Today's preference for drug discovery is on high throughput approaches to accelerate the generation, identification, and optimization of molecules with desirable drug properties. A large number of samples and corresponding analytical measurements are required to make quick and confident decisions. Certainly, the need for a faster pace of research is warranted. However, the current strategies that emphasize fast cycle times make it appear that new drug candidates are discovered not with a line and hook approach but harvested with nets.
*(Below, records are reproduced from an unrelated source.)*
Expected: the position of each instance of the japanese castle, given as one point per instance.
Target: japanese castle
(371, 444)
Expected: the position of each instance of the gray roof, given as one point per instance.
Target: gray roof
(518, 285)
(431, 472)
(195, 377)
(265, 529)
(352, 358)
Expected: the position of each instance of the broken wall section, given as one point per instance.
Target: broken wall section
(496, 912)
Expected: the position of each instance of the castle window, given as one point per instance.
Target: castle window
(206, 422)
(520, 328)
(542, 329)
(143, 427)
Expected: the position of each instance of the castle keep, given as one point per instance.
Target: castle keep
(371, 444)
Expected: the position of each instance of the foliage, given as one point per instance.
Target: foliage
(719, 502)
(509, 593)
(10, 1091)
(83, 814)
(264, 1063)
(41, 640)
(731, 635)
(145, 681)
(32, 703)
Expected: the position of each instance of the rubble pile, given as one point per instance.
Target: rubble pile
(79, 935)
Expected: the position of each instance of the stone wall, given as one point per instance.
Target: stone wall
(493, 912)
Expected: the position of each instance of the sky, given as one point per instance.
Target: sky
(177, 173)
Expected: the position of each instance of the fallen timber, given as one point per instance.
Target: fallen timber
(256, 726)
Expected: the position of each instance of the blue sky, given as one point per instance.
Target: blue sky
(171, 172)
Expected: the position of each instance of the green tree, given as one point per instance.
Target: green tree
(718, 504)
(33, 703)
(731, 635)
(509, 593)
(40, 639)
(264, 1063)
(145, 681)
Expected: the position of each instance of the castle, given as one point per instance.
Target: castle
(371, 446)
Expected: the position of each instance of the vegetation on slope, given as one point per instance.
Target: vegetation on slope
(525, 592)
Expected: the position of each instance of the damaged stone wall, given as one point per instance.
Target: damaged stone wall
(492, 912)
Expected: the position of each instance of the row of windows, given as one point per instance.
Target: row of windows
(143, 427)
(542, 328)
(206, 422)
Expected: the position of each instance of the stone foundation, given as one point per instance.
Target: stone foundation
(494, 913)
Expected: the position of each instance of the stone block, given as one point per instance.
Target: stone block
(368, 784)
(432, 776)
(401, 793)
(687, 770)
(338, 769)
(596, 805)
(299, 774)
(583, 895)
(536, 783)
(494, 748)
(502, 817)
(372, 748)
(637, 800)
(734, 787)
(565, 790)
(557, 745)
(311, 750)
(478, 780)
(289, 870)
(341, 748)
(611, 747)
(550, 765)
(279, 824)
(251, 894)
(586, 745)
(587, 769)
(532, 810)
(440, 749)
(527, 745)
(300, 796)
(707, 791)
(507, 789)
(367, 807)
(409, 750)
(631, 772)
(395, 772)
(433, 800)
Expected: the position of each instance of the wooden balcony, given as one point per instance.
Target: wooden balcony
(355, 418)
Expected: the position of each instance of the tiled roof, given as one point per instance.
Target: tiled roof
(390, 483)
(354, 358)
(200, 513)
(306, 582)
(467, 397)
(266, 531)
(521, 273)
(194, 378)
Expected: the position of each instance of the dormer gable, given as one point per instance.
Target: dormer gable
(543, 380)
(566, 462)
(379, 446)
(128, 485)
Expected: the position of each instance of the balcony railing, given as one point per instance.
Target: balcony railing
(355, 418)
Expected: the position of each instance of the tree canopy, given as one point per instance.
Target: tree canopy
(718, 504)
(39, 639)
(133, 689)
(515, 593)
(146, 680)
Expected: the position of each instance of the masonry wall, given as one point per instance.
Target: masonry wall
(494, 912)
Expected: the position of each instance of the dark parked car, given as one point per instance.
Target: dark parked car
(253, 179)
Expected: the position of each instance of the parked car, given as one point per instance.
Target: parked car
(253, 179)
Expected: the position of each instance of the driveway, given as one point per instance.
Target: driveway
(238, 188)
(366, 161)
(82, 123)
The craft still remains, but it is often difficult to see in the midst of production-scale events.
Fueled by the prospects of a highly efficient drug discovery process and the need for an expanded drug development pipeline, the pharmaceutical industry has aggressively embraced technology over the past decade. Medicinal chemistry has played a central role with the integration of automated synthesis technologies. New drug discovery paradigms were subsequently born and these high throughput medicinal chemistry approaches helped to serve as the gateway for novel biomolecular screening and proteomics techniques. During this time, high throughput screening approaches for drug metabolism and pharmacokinetic characteristics became an essential part of the drug discovery landscape.
The swift integration of highly productive technologies that focused on sample generation created bottlenecks in drug discovery. Simply put, medicinal chemists and their collaborators were generating samples at a faster rate than they were capable of analyzing them. New formats for automated synthesis combined with a faster pace of drug discovery led to a shift in sample analysis requirements from a relatively pure sample type to a trace-mixture. Traditional methods of analysis became antiquated. New analytical strategies and techniques were necessary to meet sample throughput requirements and manpower constraints. Technologies with appropriate sensitivity, selectivity, and speed were quickly integrated into mainstream drug discovery paradigms to effectively handle the predominant sample type, a trace-mixture. Drug discovery was forced to become more dependent on technology and become more agile. Fortunately, scientists became more open about the notion of using mass spectrometry as a front-line tool throughout drug discovery.
This book is based on a special issue of Curr. Top. Med. Chem. published in January 2002. The focus is primarily on mass spectrometry-based applications in drug discovery that require trace-mixture analysis. The selection of topics is not intended to be comprehensive, but rather highlight the creativity of analytical scientists and their collaborators that have led to current standards for analysis in drug discovery. Innovators in the field describe their unique perspectives on integrated strategies for analysis and share future prospects. The topics represent current industry benchmarks in specific drug discovery activities that deal with proteomics, biomarker discovery, metabonomic approaches for toxicity screening, lead identification, compound libraries, quantitative bioan-alytical support, biotransformation, reactive metabolite characterization, lead optimization, pharmaceutical property profiling, sample preparation strategies, and automation.
Interestingly, the traditional definition and core focus of drug discovery is still applicable today. A significant change has been the preference for high throughput approaches and the explosive development of analytical instrumentation that allows for the facile interrogation (qualitative and quantitative) of a trace-mixture. Analytical technologies now provide an integral component for modern drug discovery practices. Similar to the location mantra prescribed in real estate, the fundamental merits of sensitivity are a requisite for high throughput analytical measurements in drug discovery. Due to limited sample quantities and the need to interrogate compounds of interest at low concentration, "sensitivity, sensitivity, sensitivity" will most likely remain as the analytical mantra in drug discovery. However, highly sensitive analytical platforms such as mass spectrometers will continue to benefit from orthogonal techniques such as chromatography, sample preparation, and informatics.
These techniques will enable the analytical scientist to demonstrate control of the analytical method and provide the necessary selectivity, speed, repro-ducibility, and robustness.
It is hoped that this book will provide historical perspective on analytical strategies in drug discovery and illustrate the widened scope of mass spec-trometry applications.